The DMV Is Selling Your Personal Info to Private Investigators

And thousands of other businesses, too. Here's why it's legal.

Driver's license
The DMV in your state might sell your info to investigators or credit companies
iStock / Getty Images Plus
By Kirk Miller / September 9, 2019 11:09 am

Another reason to hate the DMV: It’s selling your data to private investigators, according to a new expose by Vice’s tech site Motherboard.

As the report notes, the Department of Motor Vehicles makes “tens of millions of dollars a year” selling drivers’ personal information to insurance and towing companies, credit reporters like Experian and also investigators, some of whom explicitly advertise that they will use the information to surveil spouses.

The cost to obtain such info? As little as $0.01 per record.

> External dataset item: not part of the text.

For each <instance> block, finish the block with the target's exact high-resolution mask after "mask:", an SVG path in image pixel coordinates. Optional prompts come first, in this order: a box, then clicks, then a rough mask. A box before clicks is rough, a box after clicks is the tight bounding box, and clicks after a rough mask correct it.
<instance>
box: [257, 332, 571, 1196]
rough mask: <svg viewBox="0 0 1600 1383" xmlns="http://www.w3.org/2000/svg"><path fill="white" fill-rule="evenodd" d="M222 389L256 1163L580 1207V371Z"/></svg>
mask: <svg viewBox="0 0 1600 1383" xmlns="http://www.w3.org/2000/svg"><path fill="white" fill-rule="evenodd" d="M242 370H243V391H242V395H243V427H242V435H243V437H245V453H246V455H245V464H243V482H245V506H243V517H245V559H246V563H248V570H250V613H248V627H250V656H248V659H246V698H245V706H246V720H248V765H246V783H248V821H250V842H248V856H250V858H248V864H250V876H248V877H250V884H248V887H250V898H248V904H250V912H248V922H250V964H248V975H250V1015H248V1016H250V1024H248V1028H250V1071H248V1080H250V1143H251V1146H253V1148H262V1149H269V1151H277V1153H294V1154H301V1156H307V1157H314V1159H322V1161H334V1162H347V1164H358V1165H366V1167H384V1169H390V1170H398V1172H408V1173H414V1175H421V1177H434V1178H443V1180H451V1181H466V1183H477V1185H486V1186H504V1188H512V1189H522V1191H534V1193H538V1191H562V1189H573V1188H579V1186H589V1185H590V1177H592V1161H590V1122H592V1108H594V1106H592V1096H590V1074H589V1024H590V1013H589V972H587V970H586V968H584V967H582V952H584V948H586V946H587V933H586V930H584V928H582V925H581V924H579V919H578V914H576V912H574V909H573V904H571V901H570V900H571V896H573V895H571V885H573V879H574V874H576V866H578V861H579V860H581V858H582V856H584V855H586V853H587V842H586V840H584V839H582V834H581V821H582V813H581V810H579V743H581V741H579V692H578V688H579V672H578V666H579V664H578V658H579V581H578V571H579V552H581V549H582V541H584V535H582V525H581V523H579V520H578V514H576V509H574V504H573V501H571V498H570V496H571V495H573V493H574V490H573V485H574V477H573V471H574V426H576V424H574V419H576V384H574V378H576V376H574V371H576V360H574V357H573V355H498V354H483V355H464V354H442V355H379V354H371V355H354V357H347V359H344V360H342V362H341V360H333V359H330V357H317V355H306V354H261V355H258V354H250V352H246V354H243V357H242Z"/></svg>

While several DMVs contacted denied the practice, public records and research by Motherboard (which obtained a printed list of agreements by private investigators with the Virginia DMV) prove that some states very willingly share personal data — which is actually legal, even under the restrictions of the 1994 Driver’s Privacy Protection Act (DPPA). “Ironically, personal data [under the Act] is still available to licensed private investigators,” as the Electronic Privacy Information Center notes, and laws and permits for becoming a private investigator vary widely by state.

As Erica Olsen, director of Safety Net at the National Network to End Domestic Violence, told Vice: “The selling of personally identifying information to third parties is broadly a privacy issue for all and specifically a safety issue for survivors of abuse, including domestic violence, sexual assault, stalking and trafficking.”

The data sold could include your name, address, zip code, date of birth, phone number and email address. Among the states which Motherboard identified as being complicit in sharing information: Virginia, New Jersey, Delaware and Wisconsin.

Solution? As Senator Ron Wyden (D-OR) suggests, it’ll take government action. “Congress should take a close look at the Driver’s Privacy Protection Act, and, if necessary, close loopholes that are being abused to spy on Americans,” he tells Vice.